我們剛剛跑出通道卡口,這時候設在院牆角落的射擊塔上便響起了槍聲。


    乾隆不等我吩咐,他的鬼魂馬上就衝到那射擊塔上。我的陰詭之氣一直都沒有停歇,當即給了乾隆一份力量,讓他又附身於射擊塔上那人。


    這時有一隊獄警舉著盾牌趕來,乾隆掉轉槍口。直接就向獄警隊伍中掃射。


    後邊跟著我們跑出的犯人見我們占領了射擊塔,全都呐喊著往外衝。我趁亂打死一個獄警,從他身上摸到一支手槍。然後就在人群中射殺獄警。


    很多人也和我一樣,見了獄警就打。乾隆在射擊塔上射了一會,突然被另一個射擊塔的人把他的附身幹掉。乾隆的鬼魂雖然也可以打人,但那隻是局限於空手,如果要用武器的話,他必須借助附身。現在死了附身,乾隆罵了一句,又飄過去把那人附了身。這時就有犯人跑上了射擊塔,開始對著下邊一通亂掃。


    我已經跑到了大門旁,但是那大門是鐵門做的,門上又加了鎖,一時之間很難打開。這時候又有一隊警察到來,不過這一次他們全都端了衝鋒槍,對著人群就射。


    我正著急。這時候警察隊伍中突然響起了炸彈爆炸的聲音,鬼哭狼嚎聲中,乾隆飄到了我的麵前,這次他是以鬼魂的姿態出現在我麵前。說道:“這蠻夷人發明的炸彈,炸起來還真舒服!”


    我心想要不是你們當初禁止發展火器,其實你早就可以玩到炸彈。不過現在逃命要緊,我沒心思去追究他的曆史責任,當即讓他附身於一個身材很高的大漢,並讓他站在鐵門之前。然後我深吸口氣,一個飛縱馬上就踩到了那人的肩旁上,再猛地往上一跳,抓住了鐵門的上緣,翻身就跳出了監獄之外。

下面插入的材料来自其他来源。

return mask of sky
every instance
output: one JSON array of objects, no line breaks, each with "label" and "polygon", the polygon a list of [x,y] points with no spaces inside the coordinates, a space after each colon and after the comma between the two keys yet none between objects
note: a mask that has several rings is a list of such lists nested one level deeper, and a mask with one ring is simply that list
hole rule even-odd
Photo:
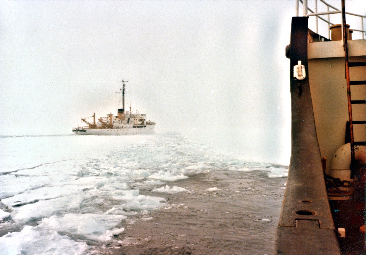
[{"label": "sky", "polygon": [[[157,132],[288,164],[285,47],[295,6],[292,0],[0,0],[0,135],[70,134],[94,112],[116,114],[124,79],[126,108],[146,113]],[[362,0],[346,7],[366,12]]]}]

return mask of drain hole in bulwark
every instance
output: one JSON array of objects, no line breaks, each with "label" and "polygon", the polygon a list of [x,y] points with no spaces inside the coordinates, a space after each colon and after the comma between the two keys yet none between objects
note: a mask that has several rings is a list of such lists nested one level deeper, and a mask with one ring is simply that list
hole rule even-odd
[{"label": "drain hole in bulwark", "polygon": [[301,210],[300,211],[297,211],[296,212],[296,214],[299,215],[313,215],[315,214],[315,213],[311,211],[308,211],[306,210]]},{"label": "drain hole in bulwark", "polygon": [[301,200],[301,202],[303,203],[311,203],[313,201],[311,200]]}]

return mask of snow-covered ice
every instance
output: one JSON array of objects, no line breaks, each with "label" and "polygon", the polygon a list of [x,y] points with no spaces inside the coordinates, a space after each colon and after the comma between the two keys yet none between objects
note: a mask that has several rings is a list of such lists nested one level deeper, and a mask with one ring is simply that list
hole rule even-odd
[{"label": "snow-covered ice", "polygon": [[113,243],[126,221],[169,208],[165,193],[187,192],[170,183],[193,174],[287,171],[176,134],[0,137],[0,228],[13,231],[0,237],[6,254],[84,254],[93,244]]}]

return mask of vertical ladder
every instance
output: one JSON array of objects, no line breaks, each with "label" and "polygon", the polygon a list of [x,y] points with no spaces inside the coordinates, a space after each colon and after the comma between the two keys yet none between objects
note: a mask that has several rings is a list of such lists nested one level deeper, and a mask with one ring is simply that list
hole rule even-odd
[{"label": "vertical ladder", "polygon": [[[353,120],[352,118],[352,105],[354,104],[363,104],[366,107],[366,99],[362,100],[352,100],[351,98],[351,86],[354,85],[366,85],[365,81],[351,81],[350,77],[350,67],[364,66],[366,66],[366,62],[350,62],[348,61],[348,48],[347,45],[347,33],[346,27],[346,12],[345,10],[344,0],[342,1],[342,28],[343,30],[343,49],[344,50],[345,65],[346,68],[346,78],[347,83],[347,95],[348,100],[348,116],[350,123],[350,136],[351,143],[351,178],[355,176],[355,146],[366,145],[365,138],[357,137],[355,141],[354,136],[353,125],[362,125],[363,129],[366,129],[366,119]],[[365,108],[365,107],[363,108]],[[359,108],[359,107],[357,107]]]}]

    我才落到地上,伊佐也跳了出來,跟著是法國人出來。


    “跟我來!”出了大門。伊佐似乎變成了另一個人,好像對這裏的環境非常熟悉,舉步就跑。


    我念了一聲咒語,將乾隆召喚迴來,緊跟在伊佐身後,法國人看了看四周,他最後也選擇跟著我們。


    跑了一陣。前邊出現茫茫的大海,這時候我才知道原來這監獄在海島之上。


    “怎麽辦?”法國人著急地道,“他們很快就會追來!”


    “你看那邊!”伊佐突然往後邊一指。


    我趕緊向伊佐所指的方向看去,卻見那邊並無動靜,正覺奇怪,隻聽法國人“啊呀”一聲。我迴過頭來,隻見法國人已經倒在了地上,看他的樣子,竟是死了。


    “這?”嗎亞巨劃。


    我不知道伊佐為什麽這時候要殺法國人。


    “多了是個累贅。”伊佐笑道,“你跟我來。”他說完就快步往旁邊的一塊礁石走去。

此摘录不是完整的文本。